Pelaksana Tugas (Plt) Kepala Dinas Pendidikan Aceh, Murthalamuddin mengatakan, fleksibilitas ini diterapkan sesuai tingkat dampak bencana, mulai dari kategori parah, sedang, hingga rendah. Pembelajaran semester genap di wilayah terdampak dapat dilaksanakan secara fleksibel, baik melalui tenda darurat maupun menumpang di sekolah terdekat yang tidak terdampak.
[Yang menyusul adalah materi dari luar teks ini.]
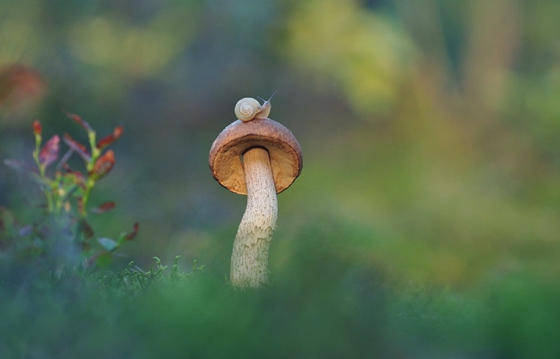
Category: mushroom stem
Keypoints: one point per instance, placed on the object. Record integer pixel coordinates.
(249, 261)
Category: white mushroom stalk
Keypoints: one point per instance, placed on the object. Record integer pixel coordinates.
(249, 260)
(260, 158)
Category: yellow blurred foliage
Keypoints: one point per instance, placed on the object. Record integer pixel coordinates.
(365, 54)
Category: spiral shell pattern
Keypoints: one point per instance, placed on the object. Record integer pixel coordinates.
(247, 108)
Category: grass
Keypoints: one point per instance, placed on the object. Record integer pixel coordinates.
(164, 313)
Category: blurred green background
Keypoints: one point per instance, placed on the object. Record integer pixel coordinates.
(430, 128)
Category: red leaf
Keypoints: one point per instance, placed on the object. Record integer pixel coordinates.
(80, 122)
(19, 84)
(104, 142)
(104, 164)
(105, 207)
(49, 152)
(78, 147)
(134, 232)
(37, 129)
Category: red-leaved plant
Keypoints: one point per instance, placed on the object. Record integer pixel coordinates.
(63, 237)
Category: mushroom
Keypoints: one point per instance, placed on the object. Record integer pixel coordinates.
(258, 158)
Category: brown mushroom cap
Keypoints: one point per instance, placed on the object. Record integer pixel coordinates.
(227, 150)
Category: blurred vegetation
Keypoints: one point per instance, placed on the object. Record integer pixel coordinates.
(430, 132)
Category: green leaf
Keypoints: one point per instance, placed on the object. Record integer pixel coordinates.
(107, 243)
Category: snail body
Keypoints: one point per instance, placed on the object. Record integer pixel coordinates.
(248, 108)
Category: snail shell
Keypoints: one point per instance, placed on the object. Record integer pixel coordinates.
(248, 108)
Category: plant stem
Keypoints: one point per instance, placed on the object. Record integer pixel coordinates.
(249, 260)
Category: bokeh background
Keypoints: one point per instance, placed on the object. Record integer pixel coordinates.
(430, 128)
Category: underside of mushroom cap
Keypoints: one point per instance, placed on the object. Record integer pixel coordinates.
(227, 150)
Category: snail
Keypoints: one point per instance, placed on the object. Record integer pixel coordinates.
(248, 108)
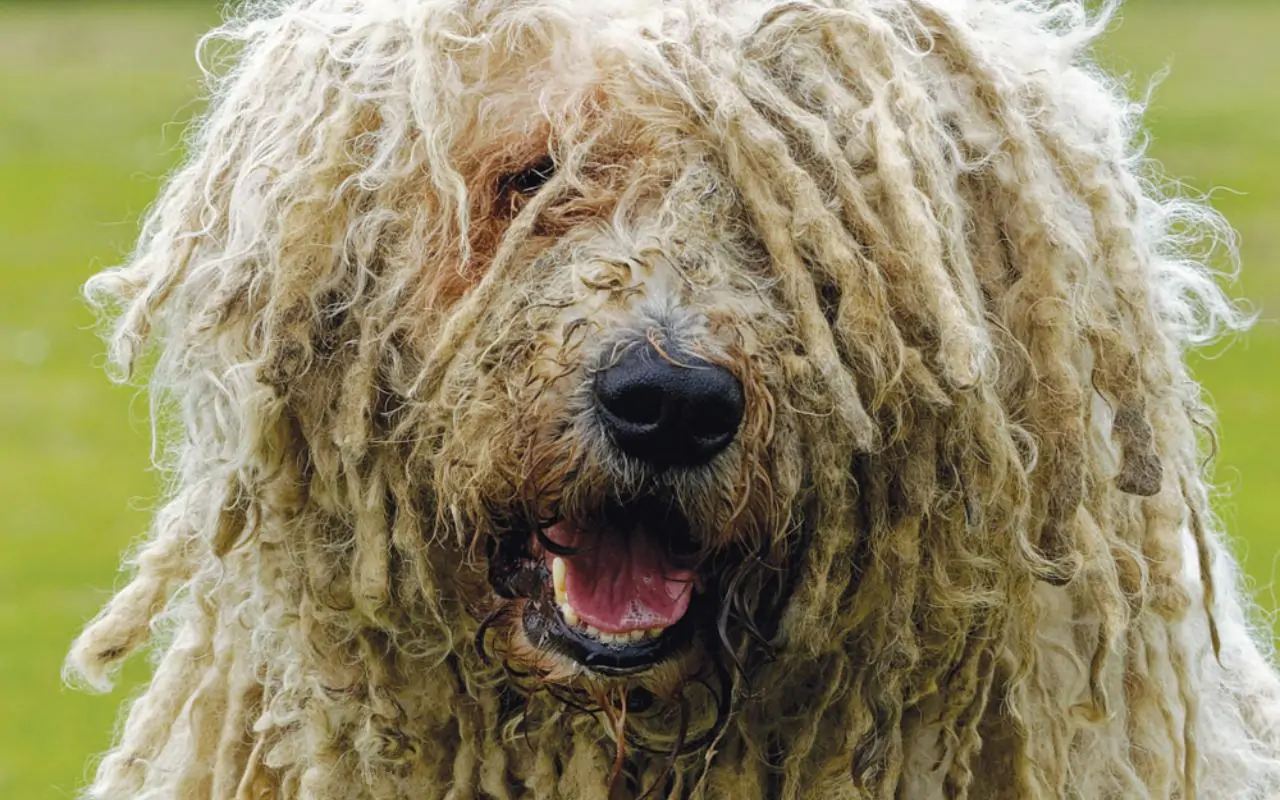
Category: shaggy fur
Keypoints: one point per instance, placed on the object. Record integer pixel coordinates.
(961, 545)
Penilaian terhadap peserta didik dapat mengacu pada nilai semester sebelumnya atau pertimbangan profesional guru mata pelajaran agar peserta didik tidak dirugikan. Pelaksanaan ujian dapat dilakukan melalui tugas mandiri terstruktur dengan jadwal yang disesuaikan kalender pendidikan. Murtadhin juga menekankan pentingnya gerakan gotong royong pembersihan sekolah, rumah guru, dan tenaga kependidikan sebagai bagian dari pemulihan bersama.